Having a picture of your genitals displayed on your living room's TV wasn't probably what the team of Apple engineers considered when working on Photo Stream. One of the potentially most useful features in iCloud just happens to be the most annoying. The brilliant service that backs up your pictures automatically to the cloud can turn into a nasty surprise if you don't control the snaps taken with your iOS devices... And users are learning the lesson the hard way.
Let's rewind to last June when Apple introduced iCloud. Advertised as "automatic, effortless and free", it isn't exactly foolproof. The back up service for all your pictures taken with your iOS devices automatically pushes a copy to all the other Apple products linked to that iCloud account, including your Apple TV, home iMac or your kid's iPod Touch. The service does not only manage to keep a safe record of your shots, but also fix one of the most annoying bits for every iPhone user: importing your pictures to your desktop.
If you're using the service, there's a reason why you're reading this post. Like many of us keeping every IIII picture taken with your iPhone cannot be a good idea. Unlike that camera roll where you can delete those blurry, embarrassing or simply compromising pictures in a couple of taps, Photo Stream doesn't have the option. Why? Many of us are still asking the same question and I don't want to be misleading: there's no easy way to do it.
I have, however, scoured the support forums and got some ways to get around this issue. I also noticed that this seems to be a very popular request from users who would like, or desperately need, to delete individual pictures from Photo Stream. I'm hopeful someone will look into this issue and introduce a reasonable way to do this in a future iOS update. In the meantime, we can try these solutions:
1. Disable Wi-Fi when you're not at home
Assuming that most of you iCloud supported devices are in your house connected 24h to your home Wi-Fi network, the easiest way to prevent them from syncing is killing one of the ends. If you're the sort of iPhoneographer that goes for a photo shoot session with way too many pics that you don't want on other devices you'll be fine until you get home. The moment your iPhone latches to Wi-Fi instead of the cellular network, iCloud will automatically work its magic.
I'll use the opportunity to plug these shortcut icons that could make the whole thing less of a chore. They have been designed by Jeff Broderick and are absolutely brilliant in situations like this one.

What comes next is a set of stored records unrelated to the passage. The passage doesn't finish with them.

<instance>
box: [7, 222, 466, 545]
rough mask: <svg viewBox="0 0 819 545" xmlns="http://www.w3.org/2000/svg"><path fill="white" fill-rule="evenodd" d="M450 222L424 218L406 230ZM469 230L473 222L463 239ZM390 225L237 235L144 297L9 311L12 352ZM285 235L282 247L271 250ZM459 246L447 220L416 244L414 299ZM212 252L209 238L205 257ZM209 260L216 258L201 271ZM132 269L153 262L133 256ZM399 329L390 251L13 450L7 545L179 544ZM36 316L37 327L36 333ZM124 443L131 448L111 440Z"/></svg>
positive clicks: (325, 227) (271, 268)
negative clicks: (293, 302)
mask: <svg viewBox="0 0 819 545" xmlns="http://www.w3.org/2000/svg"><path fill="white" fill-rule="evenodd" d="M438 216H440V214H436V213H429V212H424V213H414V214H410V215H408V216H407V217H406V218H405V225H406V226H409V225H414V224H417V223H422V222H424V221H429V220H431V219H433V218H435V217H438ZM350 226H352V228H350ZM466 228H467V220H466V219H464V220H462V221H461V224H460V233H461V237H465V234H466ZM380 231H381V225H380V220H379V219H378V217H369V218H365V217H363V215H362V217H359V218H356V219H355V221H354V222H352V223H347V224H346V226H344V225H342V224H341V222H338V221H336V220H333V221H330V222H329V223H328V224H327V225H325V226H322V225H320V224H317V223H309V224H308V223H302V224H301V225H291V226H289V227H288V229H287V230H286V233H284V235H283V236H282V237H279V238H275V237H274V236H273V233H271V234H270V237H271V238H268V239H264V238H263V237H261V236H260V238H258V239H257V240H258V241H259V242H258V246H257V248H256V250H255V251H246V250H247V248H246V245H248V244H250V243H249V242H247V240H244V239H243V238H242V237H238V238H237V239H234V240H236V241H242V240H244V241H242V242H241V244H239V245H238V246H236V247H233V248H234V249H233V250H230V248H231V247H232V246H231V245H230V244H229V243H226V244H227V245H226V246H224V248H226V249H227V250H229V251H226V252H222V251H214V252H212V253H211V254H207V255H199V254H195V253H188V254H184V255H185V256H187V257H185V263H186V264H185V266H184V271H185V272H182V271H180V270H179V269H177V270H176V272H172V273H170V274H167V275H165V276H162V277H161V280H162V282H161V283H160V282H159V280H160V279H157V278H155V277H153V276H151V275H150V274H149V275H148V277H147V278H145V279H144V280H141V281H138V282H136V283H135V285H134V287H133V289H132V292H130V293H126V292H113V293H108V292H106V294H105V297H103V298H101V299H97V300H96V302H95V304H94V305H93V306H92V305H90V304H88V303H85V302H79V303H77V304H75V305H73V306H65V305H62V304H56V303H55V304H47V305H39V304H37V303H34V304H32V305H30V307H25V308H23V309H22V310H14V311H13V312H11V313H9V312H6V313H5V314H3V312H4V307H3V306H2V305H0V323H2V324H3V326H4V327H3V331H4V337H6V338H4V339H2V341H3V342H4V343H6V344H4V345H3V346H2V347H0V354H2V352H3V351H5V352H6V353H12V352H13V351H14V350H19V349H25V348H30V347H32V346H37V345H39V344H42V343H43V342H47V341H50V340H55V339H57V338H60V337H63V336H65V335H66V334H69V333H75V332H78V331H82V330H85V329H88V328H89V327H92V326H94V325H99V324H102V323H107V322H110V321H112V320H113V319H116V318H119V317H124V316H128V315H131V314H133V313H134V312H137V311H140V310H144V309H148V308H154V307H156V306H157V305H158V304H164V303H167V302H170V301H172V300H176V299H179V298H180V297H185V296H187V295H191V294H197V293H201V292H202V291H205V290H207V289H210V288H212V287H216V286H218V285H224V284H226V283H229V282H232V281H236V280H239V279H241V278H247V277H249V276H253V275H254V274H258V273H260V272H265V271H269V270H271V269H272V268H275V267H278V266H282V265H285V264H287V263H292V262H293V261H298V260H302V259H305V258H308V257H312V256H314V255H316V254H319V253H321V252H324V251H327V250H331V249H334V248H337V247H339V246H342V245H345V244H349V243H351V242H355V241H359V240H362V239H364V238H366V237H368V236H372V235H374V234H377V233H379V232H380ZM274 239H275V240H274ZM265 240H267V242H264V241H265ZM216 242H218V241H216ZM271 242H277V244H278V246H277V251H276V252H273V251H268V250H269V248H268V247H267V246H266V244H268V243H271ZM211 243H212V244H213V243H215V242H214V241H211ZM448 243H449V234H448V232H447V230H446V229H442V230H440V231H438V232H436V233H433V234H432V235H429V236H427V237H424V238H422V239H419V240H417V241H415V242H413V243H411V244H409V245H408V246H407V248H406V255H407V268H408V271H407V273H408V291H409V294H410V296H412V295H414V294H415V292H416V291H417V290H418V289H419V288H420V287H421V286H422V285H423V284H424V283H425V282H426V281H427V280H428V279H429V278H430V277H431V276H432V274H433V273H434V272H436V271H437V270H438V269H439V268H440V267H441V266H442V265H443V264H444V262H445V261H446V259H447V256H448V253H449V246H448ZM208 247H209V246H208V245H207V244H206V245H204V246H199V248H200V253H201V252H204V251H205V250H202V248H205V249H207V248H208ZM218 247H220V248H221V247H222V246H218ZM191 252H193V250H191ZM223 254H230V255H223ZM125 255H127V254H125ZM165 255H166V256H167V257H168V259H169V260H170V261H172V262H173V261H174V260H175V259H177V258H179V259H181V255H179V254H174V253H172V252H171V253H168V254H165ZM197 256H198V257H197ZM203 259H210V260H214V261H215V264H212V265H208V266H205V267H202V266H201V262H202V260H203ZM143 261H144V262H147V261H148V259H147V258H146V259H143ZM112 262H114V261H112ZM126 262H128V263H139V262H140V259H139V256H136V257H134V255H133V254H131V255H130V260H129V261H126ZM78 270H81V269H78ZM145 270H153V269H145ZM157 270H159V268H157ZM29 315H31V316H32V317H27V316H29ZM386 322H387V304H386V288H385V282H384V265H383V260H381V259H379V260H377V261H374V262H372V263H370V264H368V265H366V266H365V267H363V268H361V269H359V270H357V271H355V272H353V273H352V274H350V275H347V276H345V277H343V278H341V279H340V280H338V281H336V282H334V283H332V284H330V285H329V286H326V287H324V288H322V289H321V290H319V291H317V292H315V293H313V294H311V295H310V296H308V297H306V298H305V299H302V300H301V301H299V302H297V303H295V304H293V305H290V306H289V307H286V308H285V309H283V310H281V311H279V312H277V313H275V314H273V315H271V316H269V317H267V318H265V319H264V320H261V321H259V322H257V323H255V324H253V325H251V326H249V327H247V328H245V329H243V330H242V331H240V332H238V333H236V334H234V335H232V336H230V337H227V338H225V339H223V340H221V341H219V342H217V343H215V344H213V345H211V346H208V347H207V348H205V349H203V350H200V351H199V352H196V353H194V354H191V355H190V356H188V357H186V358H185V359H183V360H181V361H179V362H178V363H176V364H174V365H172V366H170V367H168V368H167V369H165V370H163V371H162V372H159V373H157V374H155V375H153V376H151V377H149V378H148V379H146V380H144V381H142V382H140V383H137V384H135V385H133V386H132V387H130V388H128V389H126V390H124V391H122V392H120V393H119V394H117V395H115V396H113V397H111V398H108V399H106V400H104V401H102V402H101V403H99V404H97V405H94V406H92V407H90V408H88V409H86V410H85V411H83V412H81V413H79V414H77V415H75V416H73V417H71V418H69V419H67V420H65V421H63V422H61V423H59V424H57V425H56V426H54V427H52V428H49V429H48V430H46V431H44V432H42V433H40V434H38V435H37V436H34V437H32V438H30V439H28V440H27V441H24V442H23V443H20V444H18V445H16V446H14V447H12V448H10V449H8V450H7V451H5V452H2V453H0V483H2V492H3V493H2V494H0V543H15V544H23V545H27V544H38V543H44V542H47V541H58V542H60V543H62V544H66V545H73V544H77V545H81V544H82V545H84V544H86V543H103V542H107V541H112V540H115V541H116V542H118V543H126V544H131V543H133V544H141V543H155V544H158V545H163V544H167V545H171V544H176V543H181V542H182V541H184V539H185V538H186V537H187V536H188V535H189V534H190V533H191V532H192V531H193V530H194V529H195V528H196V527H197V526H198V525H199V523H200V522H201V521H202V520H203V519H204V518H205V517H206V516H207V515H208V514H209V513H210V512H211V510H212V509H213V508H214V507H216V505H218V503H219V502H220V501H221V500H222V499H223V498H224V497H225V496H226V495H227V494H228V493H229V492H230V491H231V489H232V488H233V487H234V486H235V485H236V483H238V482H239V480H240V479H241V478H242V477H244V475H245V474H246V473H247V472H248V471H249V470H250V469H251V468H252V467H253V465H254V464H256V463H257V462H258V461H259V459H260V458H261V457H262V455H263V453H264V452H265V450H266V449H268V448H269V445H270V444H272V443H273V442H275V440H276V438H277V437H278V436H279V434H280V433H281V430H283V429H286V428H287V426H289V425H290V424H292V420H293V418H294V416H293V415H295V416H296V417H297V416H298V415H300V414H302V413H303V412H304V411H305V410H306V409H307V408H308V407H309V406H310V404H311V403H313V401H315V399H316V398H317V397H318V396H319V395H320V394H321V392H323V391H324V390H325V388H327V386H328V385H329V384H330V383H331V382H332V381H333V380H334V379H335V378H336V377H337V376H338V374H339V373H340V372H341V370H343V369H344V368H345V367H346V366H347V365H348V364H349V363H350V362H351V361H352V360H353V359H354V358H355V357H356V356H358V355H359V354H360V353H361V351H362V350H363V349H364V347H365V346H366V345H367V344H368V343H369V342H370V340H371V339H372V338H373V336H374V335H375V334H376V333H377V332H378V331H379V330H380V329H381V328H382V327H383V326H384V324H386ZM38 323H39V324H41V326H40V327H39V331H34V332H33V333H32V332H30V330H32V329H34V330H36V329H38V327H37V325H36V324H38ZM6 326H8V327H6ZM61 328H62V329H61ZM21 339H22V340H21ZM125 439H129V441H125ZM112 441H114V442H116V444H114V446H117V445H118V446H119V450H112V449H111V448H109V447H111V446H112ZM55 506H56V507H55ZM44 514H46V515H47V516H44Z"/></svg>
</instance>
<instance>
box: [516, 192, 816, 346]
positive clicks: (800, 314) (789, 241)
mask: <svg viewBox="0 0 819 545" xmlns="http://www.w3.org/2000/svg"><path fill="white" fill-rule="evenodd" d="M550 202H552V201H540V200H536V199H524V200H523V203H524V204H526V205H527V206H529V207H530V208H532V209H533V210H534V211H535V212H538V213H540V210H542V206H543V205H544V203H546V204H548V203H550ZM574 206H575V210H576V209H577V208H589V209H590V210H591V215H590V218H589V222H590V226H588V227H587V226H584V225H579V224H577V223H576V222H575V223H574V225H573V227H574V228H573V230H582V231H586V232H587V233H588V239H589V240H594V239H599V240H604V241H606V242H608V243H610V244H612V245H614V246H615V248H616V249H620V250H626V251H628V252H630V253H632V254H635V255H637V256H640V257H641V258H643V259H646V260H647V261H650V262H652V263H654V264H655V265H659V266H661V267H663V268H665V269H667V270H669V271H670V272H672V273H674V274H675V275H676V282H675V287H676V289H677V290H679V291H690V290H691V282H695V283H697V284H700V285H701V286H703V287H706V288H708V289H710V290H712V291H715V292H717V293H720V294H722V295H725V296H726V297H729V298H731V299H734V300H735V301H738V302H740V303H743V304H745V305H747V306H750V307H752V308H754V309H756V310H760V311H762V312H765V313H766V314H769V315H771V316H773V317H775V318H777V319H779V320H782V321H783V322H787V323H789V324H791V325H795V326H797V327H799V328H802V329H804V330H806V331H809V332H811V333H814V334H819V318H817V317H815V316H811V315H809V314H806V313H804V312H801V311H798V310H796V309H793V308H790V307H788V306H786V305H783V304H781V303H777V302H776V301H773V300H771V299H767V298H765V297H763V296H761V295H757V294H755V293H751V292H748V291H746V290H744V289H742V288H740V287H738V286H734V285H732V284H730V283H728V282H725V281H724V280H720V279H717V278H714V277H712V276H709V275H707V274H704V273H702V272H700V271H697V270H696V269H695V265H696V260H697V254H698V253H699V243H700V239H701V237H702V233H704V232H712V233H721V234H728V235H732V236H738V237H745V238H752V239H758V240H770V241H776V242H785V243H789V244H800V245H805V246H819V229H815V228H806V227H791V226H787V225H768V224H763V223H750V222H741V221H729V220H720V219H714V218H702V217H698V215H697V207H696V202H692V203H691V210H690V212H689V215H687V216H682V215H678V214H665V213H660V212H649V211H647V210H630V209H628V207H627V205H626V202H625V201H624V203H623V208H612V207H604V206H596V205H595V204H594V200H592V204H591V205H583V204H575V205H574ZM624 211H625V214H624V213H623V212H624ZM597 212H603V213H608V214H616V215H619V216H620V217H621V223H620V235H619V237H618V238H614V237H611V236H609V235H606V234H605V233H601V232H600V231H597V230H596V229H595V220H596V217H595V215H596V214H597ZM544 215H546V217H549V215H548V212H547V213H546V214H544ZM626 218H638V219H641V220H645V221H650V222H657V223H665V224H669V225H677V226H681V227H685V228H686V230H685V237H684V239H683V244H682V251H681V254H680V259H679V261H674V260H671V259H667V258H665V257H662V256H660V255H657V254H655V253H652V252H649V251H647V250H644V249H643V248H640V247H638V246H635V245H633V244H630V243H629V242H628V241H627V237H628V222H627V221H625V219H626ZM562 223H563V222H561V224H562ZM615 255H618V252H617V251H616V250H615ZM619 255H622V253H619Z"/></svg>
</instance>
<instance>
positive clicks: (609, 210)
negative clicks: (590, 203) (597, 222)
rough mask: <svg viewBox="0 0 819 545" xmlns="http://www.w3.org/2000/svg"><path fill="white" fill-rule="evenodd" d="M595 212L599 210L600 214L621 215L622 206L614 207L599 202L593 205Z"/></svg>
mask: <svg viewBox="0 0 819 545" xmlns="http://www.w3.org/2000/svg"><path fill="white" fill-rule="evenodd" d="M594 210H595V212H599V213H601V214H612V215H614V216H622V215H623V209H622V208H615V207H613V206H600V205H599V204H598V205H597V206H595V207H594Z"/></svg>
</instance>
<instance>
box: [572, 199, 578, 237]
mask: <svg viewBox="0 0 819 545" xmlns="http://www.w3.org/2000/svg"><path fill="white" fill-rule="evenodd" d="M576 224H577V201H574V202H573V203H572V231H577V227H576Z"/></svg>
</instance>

2. Switch off automatic import of Camera Roll
If you're using iPhoto on your Mac, this will be particularly handy not just to avoid embarrassing moments but also avoid your bandwidth being constantly used. You can still benefit from the syncing of the good pictures that eventually get to iPhoto, as long as you keep importing them with a cable as you used to do before iOS 5 came along.
There should be a delete button, it's as simple as that. If you take a crap / embarrassing / incriminating photo you should be able to delete it when you want, without going thermonuclear on your PhotoStream… Neddy123
3. Use alternatives to the Camera app
Some photography apps such as Taptaptap's Camera+ come with their own drawer where pictures are kept before saving them on the Camera roll. If you're used to this workflow, you won't have any major problem, but let's face it, most of us take quick snaps with the default Camera app anyway.
4. Reset your complete Photo Stream gallery
The last resort of action if the incriminating photo has already been synced is, well, delete the whole thing. You can choose to do this on iCloud.com or directly on your iPhone, but the radical effect will be the same. In those emergency case, just remember that the iCloud menu is accessible on Settings.
According to Jason Cipriani of Cnet, the next release of iOS 5.1 might include a proper delete feature as seen on the screenshots from the beta. At least it's reassuring that Apple is taking this omission in consideration and lets hope this makes it to the final version.